L’AMPLEUR DU MOUVEMENT RÉVOLUTIONNAIRE

Les contemporains étaient très partagés sur la force et l’étendue du mouvement révolutionnaire anglais. Selon les uns, il était restreint et superficiel ; selon les autres, au contraire, il était capable de tout renouveler et de tout emporter. Le délégué suisse dont j’ai parlé, Dehuc, écrit de Londres à ses concitoyens : « Ne croyez point ceux qui vous disent qu’ici une Révolution se prépare. » Mais c’est l’indice que des rumeurs inquiétantes se répandaient en Europe.

Wieland, pour avertir les princes allemands de la nécessité des réformes, note, en janvier 1793, les commotions de la terre anglaise. La chute de Louis XVI est un exemple formidable, et seuls les hommes d’Etat les plus inexpérimentés peuvent se figurer que « cet exemple, couronné d’un tel succès a été donné en vain au monde. Ne voyons-nous pas quelle fermentation des esprits en est résultée précisément chez ces Anglais, qui naguère encore étaient si fiers de leur Constitution et, eu égard à celle des autres pays, avaient le droit de l’être ? Si le bois vert s’allume ainsi, que sera-ce du bois sec ? »

Déjà Thomas Paine, à la fin de son livre sur les Droits de l’Homme, avait annoncé toute une germination d’idées de liberté.

« L’homme, dit-il, qui, à la fin de l’hiver, a cueilli une branche dans la forêt et sur cette branche constate un bourgeon prêt à s’ouvrir, doit bien s’imaginer que sur toutes les branches d’autres bourgeons aussi sont prêts d’éclore. Ainsi les pensées nouvelles qui s’éveillent en l’un de nous sont le signe que des pensées analogues commencent à s’ouvrir en beaucoup d’esprits. »
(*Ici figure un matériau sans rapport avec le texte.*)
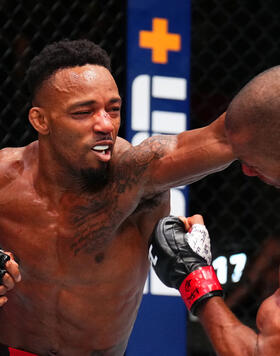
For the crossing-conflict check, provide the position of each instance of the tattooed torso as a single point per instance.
(83, 259)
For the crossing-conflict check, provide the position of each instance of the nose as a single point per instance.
(248, 171)
(103, 122)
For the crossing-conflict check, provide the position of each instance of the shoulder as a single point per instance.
(134, 165)
(152, 148)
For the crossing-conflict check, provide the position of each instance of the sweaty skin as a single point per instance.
(82, 248)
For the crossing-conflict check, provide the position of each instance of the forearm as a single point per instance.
(228, 335)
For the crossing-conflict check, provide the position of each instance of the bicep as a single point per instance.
(268, 322)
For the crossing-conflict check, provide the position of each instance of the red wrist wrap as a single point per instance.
(198, 283)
Mais c’étaient là des conjectures bien incertaines, car la végétation des idées n’obéit pas à des lois de simultanéité, à des crises de saison comme la végétation naturelle, et dans la grande forêt humaine, remuée par les souffles nouveaux, l’éclosion de quelques bourgeons est parfois singulièrement hâtive, et devance de loin le travail des sèves et des esprits. Godwin, dans le chapitre 1er du 4e livre de Enquiry concerning political justice, rédigé de 1791 à 1793, dit ceci :

Rien n’est plus facile, pour un homme d’un tempérament un peu vif, que de s’exagérer à lui-même la force de son parti. Il n’a peut-être de relations qu’avec des hommes qui pensent comme lui, et un tout petit nombre d’individus lui paraît être le monde entier. Demandez à des hommes de tempéraments différents et d’habitudes de vie différentes combien il y a, à cette heure, de républicains en Ecosse et en Angleterre, et vous vous heurterez immédiatement aux réponses les plus contradictoires. »
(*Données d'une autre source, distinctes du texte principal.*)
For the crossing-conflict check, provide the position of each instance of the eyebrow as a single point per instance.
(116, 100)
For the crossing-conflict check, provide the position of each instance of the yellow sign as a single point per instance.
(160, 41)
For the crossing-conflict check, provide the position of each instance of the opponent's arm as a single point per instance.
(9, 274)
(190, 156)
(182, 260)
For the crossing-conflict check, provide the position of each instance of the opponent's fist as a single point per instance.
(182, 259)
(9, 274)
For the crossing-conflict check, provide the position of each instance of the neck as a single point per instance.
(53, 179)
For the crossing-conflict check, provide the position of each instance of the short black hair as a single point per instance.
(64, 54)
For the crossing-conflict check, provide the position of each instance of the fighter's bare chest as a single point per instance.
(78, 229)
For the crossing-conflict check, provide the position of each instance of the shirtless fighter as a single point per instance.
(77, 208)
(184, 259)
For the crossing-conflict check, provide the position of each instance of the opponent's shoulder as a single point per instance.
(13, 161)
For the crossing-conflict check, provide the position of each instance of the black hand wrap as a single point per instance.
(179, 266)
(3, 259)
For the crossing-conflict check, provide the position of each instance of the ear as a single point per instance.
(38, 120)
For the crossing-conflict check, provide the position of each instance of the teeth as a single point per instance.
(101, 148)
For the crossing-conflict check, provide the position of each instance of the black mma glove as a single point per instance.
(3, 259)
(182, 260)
Combien de républicains ? Il suffisait qu’on pût se poser cette question pour être sûr qu’il y avait dans l’esprit anglais une grande agitation et un grand trouble. Dans les commencements de 1792 se manifestaient partout des forces d’opposition. Les Sociétés politiquespullulèrent dans tout le royaume. Le cordonnier Thomas Hardy, Ecossais de naissance, établi à Londres, fondait, le 25 janvier, la Société des Correspondants de Londres, divisée en sections de quarante-cinq membres, et étendant ses rameaux dans tout le pays. Au dire de Hardy, elle comptait à la fin de l’année vingt mille membres, « nombre qui dépasse de beaucoup le corps entier d’électeurs dont dépend une majorité à la Chambre des Communes ».

Mais, à ces mouvements de réforme s’opposaient des forces de résistance et de conservation formidables. Quelque oligarchique que fût la Chambre des Communes, elle eût cédé, au moins en partie, aux forces de démocratie et de progrès si celles-ci avaient été dominantes.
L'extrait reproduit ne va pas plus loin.